The first time I saw Ribot play was around 1987 with Elvis Costello. I was down on Costello at the time, but friends were going and I had to see what this guy who wedged notes sideways and backwards all over Tom Waits records was all about. The show was at Poplar Creek, a huge outdoor theater in the Chicago suburbs, and “seeing” Ribot wasn’t really what happened. But several years later on a trip to new York, I discovered a record store called “Downtown Music Gallery” and the manager, an amiable fellow named Bruce Gallanter, told me that Ribot would be playing in the store that evening. I hurried my touring about and got to the small and packed-to-the-walls store just as Ribot was about to begin. With no concern for propriety (this was my New York vacation) I pushed my way through and sat on the floor, my nose inches from Ribot’s shoe as he sat cross-legged on a stool, and revelled.

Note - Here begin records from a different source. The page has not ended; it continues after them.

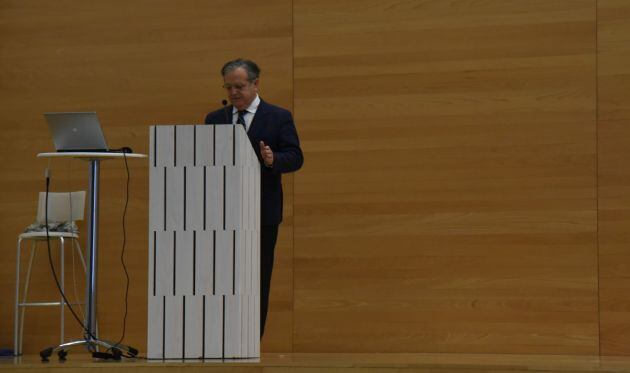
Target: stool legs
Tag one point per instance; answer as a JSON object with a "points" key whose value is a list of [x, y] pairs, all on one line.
{"points": [[20, 305], [62, 302], [16, 310]]}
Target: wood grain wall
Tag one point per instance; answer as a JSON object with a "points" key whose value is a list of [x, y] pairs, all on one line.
{"points": [[613, 104], [136, 63], [464, 182], [448, 201]]}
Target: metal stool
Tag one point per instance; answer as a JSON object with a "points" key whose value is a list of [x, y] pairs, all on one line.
{"points": [[62, 207]]}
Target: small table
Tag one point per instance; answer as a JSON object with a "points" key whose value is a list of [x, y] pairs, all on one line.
{"points": [[91, 339]]}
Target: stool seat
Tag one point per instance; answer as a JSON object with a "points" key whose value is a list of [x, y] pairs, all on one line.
{"points": [[41, 236], [62, 207]]}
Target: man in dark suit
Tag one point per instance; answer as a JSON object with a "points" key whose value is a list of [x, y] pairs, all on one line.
{"points": [[275, 141]]}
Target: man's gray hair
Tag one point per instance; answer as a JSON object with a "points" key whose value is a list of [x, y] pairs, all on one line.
{"points": [[253, 71]]}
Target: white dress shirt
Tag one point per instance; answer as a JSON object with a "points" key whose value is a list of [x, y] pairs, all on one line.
{"points": [[249, 115]]}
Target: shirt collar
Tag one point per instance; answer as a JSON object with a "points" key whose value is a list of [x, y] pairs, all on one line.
{"points": [[251, 108]]}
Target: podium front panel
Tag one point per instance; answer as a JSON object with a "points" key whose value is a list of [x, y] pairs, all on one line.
{"points": [[204, 243]]}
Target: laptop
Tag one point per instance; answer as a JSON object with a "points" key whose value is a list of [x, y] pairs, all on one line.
{"points": [[76, 132]]}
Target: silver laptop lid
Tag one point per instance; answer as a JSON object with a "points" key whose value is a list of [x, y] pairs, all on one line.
{"points": [[76, 131]]}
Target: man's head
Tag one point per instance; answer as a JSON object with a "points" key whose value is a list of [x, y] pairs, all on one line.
{"points": [[240, 80]]}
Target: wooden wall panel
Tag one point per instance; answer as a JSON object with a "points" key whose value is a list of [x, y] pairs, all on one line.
{"points": [[136, 63], [613, 104], [447, 202]]}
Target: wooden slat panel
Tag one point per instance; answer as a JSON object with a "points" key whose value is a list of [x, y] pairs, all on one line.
{"points": [[448, 197]]}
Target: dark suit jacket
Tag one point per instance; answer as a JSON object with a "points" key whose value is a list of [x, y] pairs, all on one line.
{"points": [[273, 125]]}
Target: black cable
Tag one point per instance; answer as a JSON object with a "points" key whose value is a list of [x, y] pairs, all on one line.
{"points": [[122, 254], [52, 266]]}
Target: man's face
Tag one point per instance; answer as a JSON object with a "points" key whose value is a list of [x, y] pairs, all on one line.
{"points": [[240, 91]]}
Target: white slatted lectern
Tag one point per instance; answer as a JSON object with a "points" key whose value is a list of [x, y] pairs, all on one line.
{"points": [[204, 249]]}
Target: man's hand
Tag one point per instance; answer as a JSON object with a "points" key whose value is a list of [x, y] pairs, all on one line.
{"points": [[266, 154]]}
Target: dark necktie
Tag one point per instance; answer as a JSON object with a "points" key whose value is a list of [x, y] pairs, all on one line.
{"points": [[241, 119]]}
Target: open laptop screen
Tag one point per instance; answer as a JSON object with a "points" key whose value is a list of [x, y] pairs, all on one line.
{"points": [[80, 131]]}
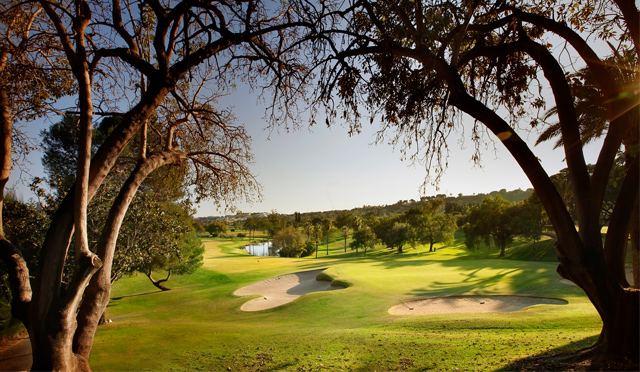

I was in town for a friend’s wedding. The dinner was the following night at Marion’s in the Village. More lost than I wanted to admit, I kept going into a restaurant named “Mary Anne’s” looking for them, thinking a Mexican restaurant was an unusual choice but still thinking that it had to be the place. Each time I walked in, I made eye contact with Ribot, who was having dinner there and who seemed to be trying to figure out why he recognized me. That or he was trying to ward me off from sitting at his feet again.